Des pratiques comme la respiration lente, la méditation douce ou la pleine conscience peuvent aussi aider. J’en parle en détail dans l’article Méditation de pleine conscience et guérison des blessures du passé, avec toutes les nuances importantes pour les personnes qui portent un traumatisme.

Retrouver des micro-repères au quotidien

Quand tout semble effondré, les grandes perspectives peuvent être paralysantes. Il ne s’agit pas de reconstruire une vie entière d’un seul coup. Il s’agit de trouver un tout petit objectif pour aujourd’hui. Arroser les plantes. Appeler un ami. Préparer une tasse de thé et la boire sans faire autre chose en même temps. Ces gestes minuscules ne sont pas insignifiants. Ils disent : je suis là. Je m’occupe de moi. Je fais un pas.

Et avec le temps, ces petits pas dessinent un chemin.

Après un choc émotionnel : quand la vague monte trop vite...

Il y a des moments où les émotions dépassent ce qu’on peut traverser seul(e) avec de bonnes intentions et quelques conseils. Des moments où tout monte trop vite, où on ne sait plus par où commencer, où l’angoisse, la honte ou la dissociation prennent trop de place pour qu’on puisse réfléchir clairement.

C’est précisément pour ces moments-là, et parce que je les ai moi-même traversés, que j’ai créé le Kit d’urgence émotionnelle.

Ce n’est pas un programme pour aller vite ou pour « bien gérer » ses émotions. C’est un compagnon de route conçu pour les instants où on a besoin d’un point d’appui immédiat, concret, sans avoir à chercher quoi faire.

À l’intérieur vous trouverez :

💜 Un guide simple et doux à garder près de soi, des exercices courts pour les moments où ça déborde vraiment,

💜 Des audios guidés pour se laisser porter sans avoir à penser,

💜 Une boussole pour savoir quoi essayer selon l’intensité du moment,

💜 Des messages prêts à envoyer si vous avez besoin d’aide sans trouver les mots,

💜 Et un plan SOS à compléter à l’avance pour ne pas avoir à chercher quand ça ne va pas.

Si quelque chose en vous reconnaît ce que je décris, ces moments où vous voudriez vous apaiser mais vous n’arrivez plus à réfléchir, ce kit a été pensé pour vous.
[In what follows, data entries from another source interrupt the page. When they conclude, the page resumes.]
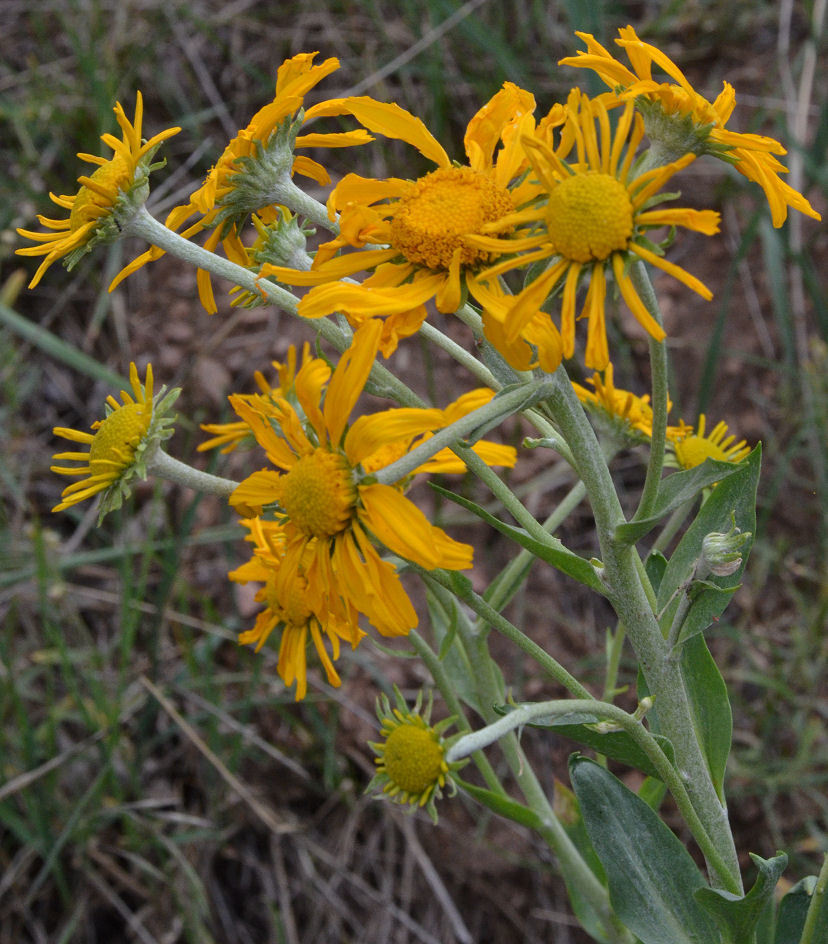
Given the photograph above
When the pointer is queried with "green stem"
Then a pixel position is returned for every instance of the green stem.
(572, 864)
(455, 706)
(498, 622)
(616, 647)
(513, 573)
(460, 354)
(166, 467)
(658, 367)
(627, 593)
(527, 713)
(498, 408)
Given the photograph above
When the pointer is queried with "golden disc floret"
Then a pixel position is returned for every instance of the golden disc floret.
(318, 494)
(414, 760)
(589, 216)
(432, 219)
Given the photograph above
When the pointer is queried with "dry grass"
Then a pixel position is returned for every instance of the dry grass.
(159, 784)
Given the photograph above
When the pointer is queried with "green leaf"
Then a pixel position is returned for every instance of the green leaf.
(673, 492)
(651, 877)
(793, 910)
(736, 496)
(710, 707)
(615, 744)
(566, 806)
(553, 552)
(738, 917)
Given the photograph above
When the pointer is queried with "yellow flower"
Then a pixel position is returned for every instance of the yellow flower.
(594, 220)
(751, 154)
(294, 606)
(93, 210)
(255, 166)
(323, 500)
(411, 759)
(231, 435)
(625, 412)
(119, 445)
(423, 226)
(692, 448)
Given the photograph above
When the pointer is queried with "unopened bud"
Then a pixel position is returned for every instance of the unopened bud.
(722, 552)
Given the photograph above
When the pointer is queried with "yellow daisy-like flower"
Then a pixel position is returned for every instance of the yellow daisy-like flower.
(251, 173)
(230, 435)
(293, 606)
(692, 448)
(322, 498)
(93, 210)
(119, 445)
(411, 758)
(423, 225)
(623, 411)
(594, 220)
(751, 154)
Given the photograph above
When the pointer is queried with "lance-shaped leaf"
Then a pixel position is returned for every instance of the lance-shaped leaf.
(673, 492)
(651, 877)
(618, 745)
(550, 550)
(793, 912)
(737, 917)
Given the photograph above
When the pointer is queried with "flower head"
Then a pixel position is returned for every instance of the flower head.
(107, 197)
(677, 115)
(230, 435)
(624, 413)
(593, 221)
(256, 168)
(295, 606)
(420, 230)
(691, 447)
(411, 758)
(327, 504)
(120, 445)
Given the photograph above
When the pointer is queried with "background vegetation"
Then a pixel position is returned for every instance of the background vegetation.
(156, 782)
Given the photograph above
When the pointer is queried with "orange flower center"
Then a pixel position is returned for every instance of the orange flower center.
(117, 437)
(413, 759)
(589, 216)
(90, 205)
(318, 494)
(440, 209)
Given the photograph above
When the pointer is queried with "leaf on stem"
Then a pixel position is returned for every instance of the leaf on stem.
(651, 877)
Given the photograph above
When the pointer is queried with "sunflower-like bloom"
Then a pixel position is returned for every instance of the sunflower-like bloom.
(691, 447)
(118, 185)
(326, 506)
(230, 435)
(256, 167)
(692, 116)
(293, 606)
(411, 757)
(594, 220)
(422, 226)
(119, 445)
(622, 411)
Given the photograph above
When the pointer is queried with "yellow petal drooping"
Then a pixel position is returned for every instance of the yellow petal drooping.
(589, 216)
(440, 209)
(318, 494)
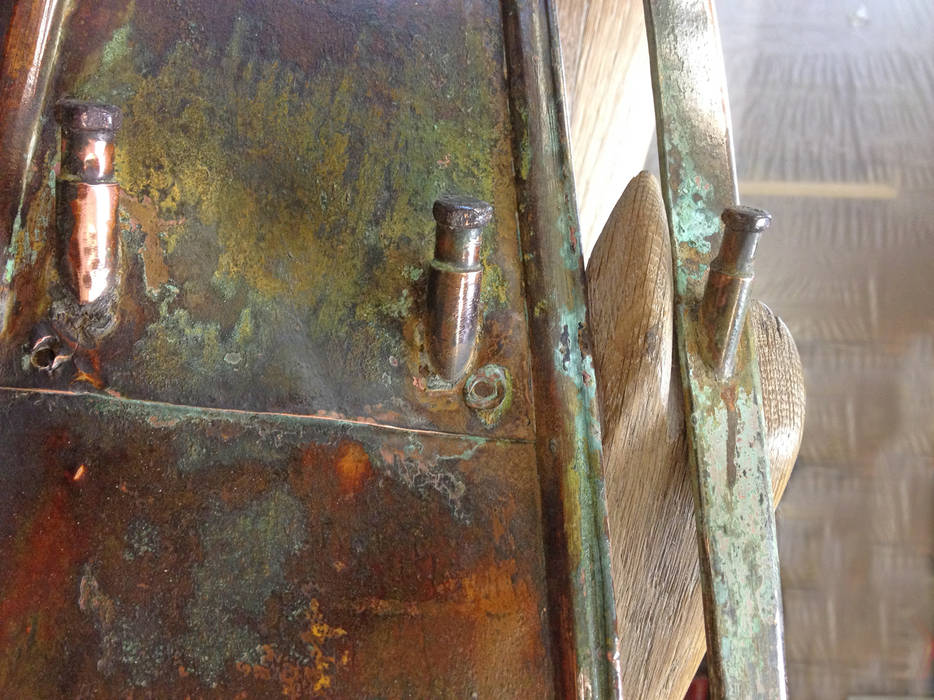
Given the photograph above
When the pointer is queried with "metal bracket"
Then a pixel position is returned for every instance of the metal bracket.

Consulter un professionnel, et ne pas attendre d'avoir touché le fond

Il n’y a aucune honte à demander l’aide d’un psychologue, d’un psychiatre ou d’un psychothérapeute. Aucune. C’est un acte de soin envers soi-même. Et souvent, plus on le fait tôt, plus le chemin de guérison est moins long et moins douloureux.
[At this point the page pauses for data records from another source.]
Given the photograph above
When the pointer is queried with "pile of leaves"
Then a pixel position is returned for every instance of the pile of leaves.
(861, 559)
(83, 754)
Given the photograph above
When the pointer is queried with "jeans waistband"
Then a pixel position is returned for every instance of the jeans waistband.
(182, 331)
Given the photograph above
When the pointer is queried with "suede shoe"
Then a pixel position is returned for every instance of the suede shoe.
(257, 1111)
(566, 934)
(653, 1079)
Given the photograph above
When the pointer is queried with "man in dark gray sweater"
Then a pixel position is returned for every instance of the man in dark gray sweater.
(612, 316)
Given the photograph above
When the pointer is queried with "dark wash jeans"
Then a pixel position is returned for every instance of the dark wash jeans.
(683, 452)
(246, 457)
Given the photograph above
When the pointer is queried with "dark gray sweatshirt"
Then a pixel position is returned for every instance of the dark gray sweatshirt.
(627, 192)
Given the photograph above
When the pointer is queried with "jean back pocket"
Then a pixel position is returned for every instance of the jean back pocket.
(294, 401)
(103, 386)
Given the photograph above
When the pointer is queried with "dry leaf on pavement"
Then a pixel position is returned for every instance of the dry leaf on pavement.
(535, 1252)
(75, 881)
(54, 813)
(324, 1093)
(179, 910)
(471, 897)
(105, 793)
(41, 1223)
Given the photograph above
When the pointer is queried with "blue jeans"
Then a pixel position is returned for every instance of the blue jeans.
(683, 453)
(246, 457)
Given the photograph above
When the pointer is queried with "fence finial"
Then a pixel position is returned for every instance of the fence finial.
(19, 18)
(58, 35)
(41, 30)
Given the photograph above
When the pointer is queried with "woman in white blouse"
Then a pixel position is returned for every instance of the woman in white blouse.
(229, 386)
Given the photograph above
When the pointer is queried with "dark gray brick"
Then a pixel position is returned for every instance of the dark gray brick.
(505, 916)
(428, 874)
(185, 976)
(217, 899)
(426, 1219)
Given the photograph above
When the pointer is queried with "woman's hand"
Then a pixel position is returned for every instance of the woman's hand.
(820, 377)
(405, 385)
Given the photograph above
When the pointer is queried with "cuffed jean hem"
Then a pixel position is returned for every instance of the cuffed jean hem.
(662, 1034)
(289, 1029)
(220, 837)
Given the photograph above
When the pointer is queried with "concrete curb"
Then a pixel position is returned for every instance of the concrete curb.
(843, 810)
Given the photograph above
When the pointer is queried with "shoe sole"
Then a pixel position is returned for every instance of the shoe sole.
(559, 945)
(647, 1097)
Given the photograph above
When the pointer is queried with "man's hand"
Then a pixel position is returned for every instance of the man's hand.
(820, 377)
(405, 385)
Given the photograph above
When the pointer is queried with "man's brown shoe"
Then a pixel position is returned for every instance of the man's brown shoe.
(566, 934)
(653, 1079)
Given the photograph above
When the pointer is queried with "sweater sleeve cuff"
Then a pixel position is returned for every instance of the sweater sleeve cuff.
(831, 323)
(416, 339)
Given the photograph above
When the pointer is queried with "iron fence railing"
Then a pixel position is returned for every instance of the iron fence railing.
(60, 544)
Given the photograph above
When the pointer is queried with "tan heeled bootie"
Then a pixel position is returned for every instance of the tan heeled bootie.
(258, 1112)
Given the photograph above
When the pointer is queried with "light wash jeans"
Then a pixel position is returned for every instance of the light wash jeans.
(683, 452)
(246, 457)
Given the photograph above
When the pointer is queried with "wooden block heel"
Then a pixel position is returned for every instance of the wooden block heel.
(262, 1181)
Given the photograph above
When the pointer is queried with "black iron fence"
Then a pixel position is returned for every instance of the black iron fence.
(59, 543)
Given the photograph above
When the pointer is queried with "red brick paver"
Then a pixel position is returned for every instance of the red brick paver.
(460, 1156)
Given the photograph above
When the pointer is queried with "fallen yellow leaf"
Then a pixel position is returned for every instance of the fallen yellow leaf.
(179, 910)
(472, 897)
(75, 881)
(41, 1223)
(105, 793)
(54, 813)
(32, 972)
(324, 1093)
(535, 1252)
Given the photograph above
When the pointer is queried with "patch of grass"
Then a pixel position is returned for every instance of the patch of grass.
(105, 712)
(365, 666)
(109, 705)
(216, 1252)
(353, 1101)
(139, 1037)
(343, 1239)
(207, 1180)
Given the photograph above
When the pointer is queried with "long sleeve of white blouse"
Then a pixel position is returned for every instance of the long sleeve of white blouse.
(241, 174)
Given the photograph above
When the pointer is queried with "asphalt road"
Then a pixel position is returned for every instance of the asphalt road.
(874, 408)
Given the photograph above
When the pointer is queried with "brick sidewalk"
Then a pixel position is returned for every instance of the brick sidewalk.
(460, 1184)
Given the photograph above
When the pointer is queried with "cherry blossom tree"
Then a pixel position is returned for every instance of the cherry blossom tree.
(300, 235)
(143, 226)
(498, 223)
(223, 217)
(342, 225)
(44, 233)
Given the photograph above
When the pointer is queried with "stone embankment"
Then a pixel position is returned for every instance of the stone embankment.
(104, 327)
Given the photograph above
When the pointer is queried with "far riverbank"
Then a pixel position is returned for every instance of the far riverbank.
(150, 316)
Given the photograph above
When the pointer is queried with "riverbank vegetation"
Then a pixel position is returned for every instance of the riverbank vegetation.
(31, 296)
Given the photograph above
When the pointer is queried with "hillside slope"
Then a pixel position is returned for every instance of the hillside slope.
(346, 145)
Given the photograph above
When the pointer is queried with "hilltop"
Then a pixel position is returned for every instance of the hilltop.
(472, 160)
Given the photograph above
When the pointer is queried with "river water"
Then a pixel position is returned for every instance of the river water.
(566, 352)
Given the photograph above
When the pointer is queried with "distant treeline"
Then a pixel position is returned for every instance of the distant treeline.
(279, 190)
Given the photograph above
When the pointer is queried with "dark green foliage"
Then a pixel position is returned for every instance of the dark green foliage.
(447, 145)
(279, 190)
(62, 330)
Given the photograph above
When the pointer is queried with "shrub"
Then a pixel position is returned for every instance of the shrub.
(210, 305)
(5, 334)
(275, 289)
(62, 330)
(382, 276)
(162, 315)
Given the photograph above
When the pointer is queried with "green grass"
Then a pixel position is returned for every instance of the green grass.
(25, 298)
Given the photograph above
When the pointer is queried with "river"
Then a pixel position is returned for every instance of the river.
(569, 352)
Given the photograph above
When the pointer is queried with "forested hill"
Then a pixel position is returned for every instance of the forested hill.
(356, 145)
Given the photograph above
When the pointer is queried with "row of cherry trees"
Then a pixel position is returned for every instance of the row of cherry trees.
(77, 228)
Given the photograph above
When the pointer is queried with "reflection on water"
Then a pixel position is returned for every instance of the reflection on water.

Pour les traumatismes profonds, les approches thérapeutiques comme, l’IFS, l’EMDR ou les thérapies centrées trauma ont des niveaux de preuve solides et peuvent transformer radicalement la relation à ce qui s’est passé. Je les évoque dans l’article Comment guérir d’un traumatisme de l’enfance à l’âge adulte.

Ce qui reste vrai, au fil du chemin

Guérir d’un choc émotionnel ne ressemble pas à une ligne droite. Il y a des jours meilleurs et des jours plus sombres. Des moments où l’on se croit sorti(e) d’affaire, et d’autres où quelque chose remonte sans prévenir. Cela ne signifie pas qu’on régresse. Cela signifie qu’on est humain(e), et que le psychisme intègre les expériences difficiles à son propre rythme. Non pas de façon ordonnée et prévisible, mais de façon vivante et parfois surprenante.

Ce que j’ai appris, à travers ma propre reconstruction et à travers les nombreuses personnes que j’accompagne sur Chemins de Vies : chaque petit geste compte. Chaque moment où l’on choisit de se traiter avec un peu plus de douceur compte. Chaque fois qu’on demande de l’aide plutôt que de tout porter seul(e), quelque chose se déplace dans la bonne direction.

Vous méritez de guérir. À votre rythme. Avec les ressources qui sont les vôtres. Et avec toute la compassion que vous méritez de vous offrir.